Looking for the cause of the oscillations, the researchers unraveled complex interactions of ion channels related to positive and negative charges of the ions.

In earlier work, Penner and Fleig characterized what they call "store-operated" ion channels that let calcium in and others that do not let calcium in, but let potassium out.

"We knew these guys were there, but we didn't know what their role and function was in shaping this type of calcium signal," Penner said.

What they found is that the T-cell opens the calcium channel, which increases the levels of intracellular calcium, and that activates an ion sodium channel they discovered earlier called TRPM4 (transient receptor potential).

The flow of sodium into the cell depolarizes the cell, which reduces calcium entering into it, Penner explained. With the calcium reduced, there is not enough to keep the sodium channel open, which allows more calcium to come in.

So the sodium channel, TRPM4, regulates calcium oscillations, he said.

The researchers knocked sodium channels out of cells, which ended the oscillations and allowed a huge increase in calcium. When TRPM4 was activated to let sodium in, the calcium did not like it, which resulted in more oscillations.
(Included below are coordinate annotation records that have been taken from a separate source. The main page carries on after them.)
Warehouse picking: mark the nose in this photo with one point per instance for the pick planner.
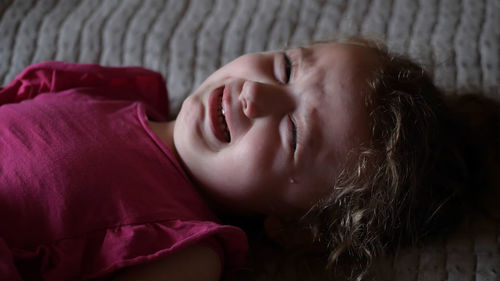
(260, 99)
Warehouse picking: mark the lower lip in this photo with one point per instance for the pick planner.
(214, 100)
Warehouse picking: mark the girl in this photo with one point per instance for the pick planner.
(341, 141)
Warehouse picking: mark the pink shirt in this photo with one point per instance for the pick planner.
(86, 187)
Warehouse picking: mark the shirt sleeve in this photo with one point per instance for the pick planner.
(124, 83)
(8, 270)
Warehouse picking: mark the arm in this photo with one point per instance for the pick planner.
(128, 83)
(196, 263)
Thus, the body's immune response can be boosted by blocking the TRPM4 sodium channel to minimize oscillations, or TRPM4 activity can be increased to suppress the immune system, Penner said.

"We have experimental compounds (tested on animals) that will do both," he said.

"We are further ahead with this channel in regard to drug testing than is usual when you have a finding of this nature," Fleig noted. "Usually, it takes several years."